A second example would be that in some instances, chapters have been overly dissected. Some chapters have sub-headings and sub-sub-headings on every page. This can disrupt an argument’s flow and logic, muddle the key points being expressed and, at worst, offer an inadequate summary of an issue. Is it justifiable for a book on inclusive education practices to deal with issues of gender, sexual or race discrimination through broadly conceived do’s and don’t’s or by way of single-page summaries? While the advice forwarded may be appropriate and well founded, a broader understanding and conceptualization of problems and, more important, the roots of problems, are at times noticeably absent. Inserting a single page in such subject areas as Gender and Discussion, Diversifying the Curriculum, Tutoring Minority Groups, or Ensuring Fairness, Equity and Rigour in Assessment, cannot do justice to the breadth and scope of these topics and would, seemingly, misinform the reader about the gravity and scale of these issues. At the end of each chapter, the authors offer a bibliography for readers interested in the theoretical and research-based aspects of the issues, sub-topics, and the authors’ recommendations, but a more extensive analysis of the literature would have greatly increased the effectiveness of the authors’ recommendations and better integrated the robust intellectual traditions from which these recommendations arose.

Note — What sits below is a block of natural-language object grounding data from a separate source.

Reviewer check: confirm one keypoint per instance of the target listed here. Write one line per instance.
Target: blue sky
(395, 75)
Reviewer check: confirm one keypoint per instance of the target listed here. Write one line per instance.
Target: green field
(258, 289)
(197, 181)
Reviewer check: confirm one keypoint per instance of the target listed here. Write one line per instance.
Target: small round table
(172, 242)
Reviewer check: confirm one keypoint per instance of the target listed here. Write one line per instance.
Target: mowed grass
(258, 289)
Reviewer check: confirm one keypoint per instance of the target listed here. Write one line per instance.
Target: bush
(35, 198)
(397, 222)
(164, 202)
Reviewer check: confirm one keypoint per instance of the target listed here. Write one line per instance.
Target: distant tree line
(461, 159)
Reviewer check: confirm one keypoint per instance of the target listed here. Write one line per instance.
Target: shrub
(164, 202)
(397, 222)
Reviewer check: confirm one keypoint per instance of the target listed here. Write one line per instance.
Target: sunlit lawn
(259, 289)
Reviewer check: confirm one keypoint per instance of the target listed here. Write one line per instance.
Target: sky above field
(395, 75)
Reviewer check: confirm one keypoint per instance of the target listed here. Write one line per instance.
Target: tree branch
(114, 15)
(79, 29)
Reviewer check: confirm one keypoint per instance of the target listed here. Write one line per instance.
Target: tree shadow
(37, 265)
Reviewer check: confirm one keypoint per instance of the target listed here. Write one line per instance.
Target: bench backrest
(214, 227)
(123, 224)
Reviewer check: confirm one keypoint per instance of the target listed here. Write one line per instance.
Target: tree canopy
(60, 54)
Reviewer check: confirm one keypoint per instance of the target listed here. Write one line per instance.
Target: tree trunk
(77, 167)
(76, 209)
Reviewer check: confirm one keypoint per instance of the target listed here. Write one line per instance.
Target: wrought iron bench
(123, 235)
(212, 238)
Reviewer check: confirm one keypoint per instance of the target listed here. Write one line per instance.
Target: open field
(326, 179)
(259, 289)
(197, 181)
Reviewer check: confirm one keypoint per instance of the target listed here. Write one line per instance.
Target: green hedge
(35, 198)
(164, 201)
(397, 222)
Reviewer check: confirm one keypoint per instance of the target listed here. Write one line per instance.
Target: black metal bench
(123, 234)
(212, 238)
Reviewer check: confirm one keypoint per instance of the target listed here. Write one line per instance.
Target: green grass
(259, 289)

The seriousness of these shortcomings depend on the backgrounds, expectations, and needs of the individual reader and don’t undermine Grace and Gravestock’s intent of providing a practical guide for post-secondary lecturers. However, because of the brevity with which many topics are dealt with, the book is more of a guide for teaching practices in general, with specific sections on inclusion and diversity, than a comprehensive analysis and understanding of these issues. This  does not diminish the usefulness or significance of the guide, however. The guide represents a substantial resource for new and veteran teachers alike, particularly those in need of pragmatic advice and suggestions to improve their teaching practices and deal with certain  challenging situations. Grace and Gravestock push the readers to question their role in the learning process, specifically in relation to the privileged, frontline position they hold in public institutions that are deeply embedded in potentially disabling social structures and societal groups. The end result is an extremely accessible, yet challenging, tool that forces new and experienced teachers to rethink how they view themselves as individuals and social practitioners.

Julian Weinrib is a doctoral candidate in the Theory and Policy Studies department at the Ontario Institute for Studies in Education at the University of Toronto. His research interests focus on the internationalization and globalization of higher education systems and institutions, with particular focus on the changing role of research and its relation to issues of academic culture and autonomy.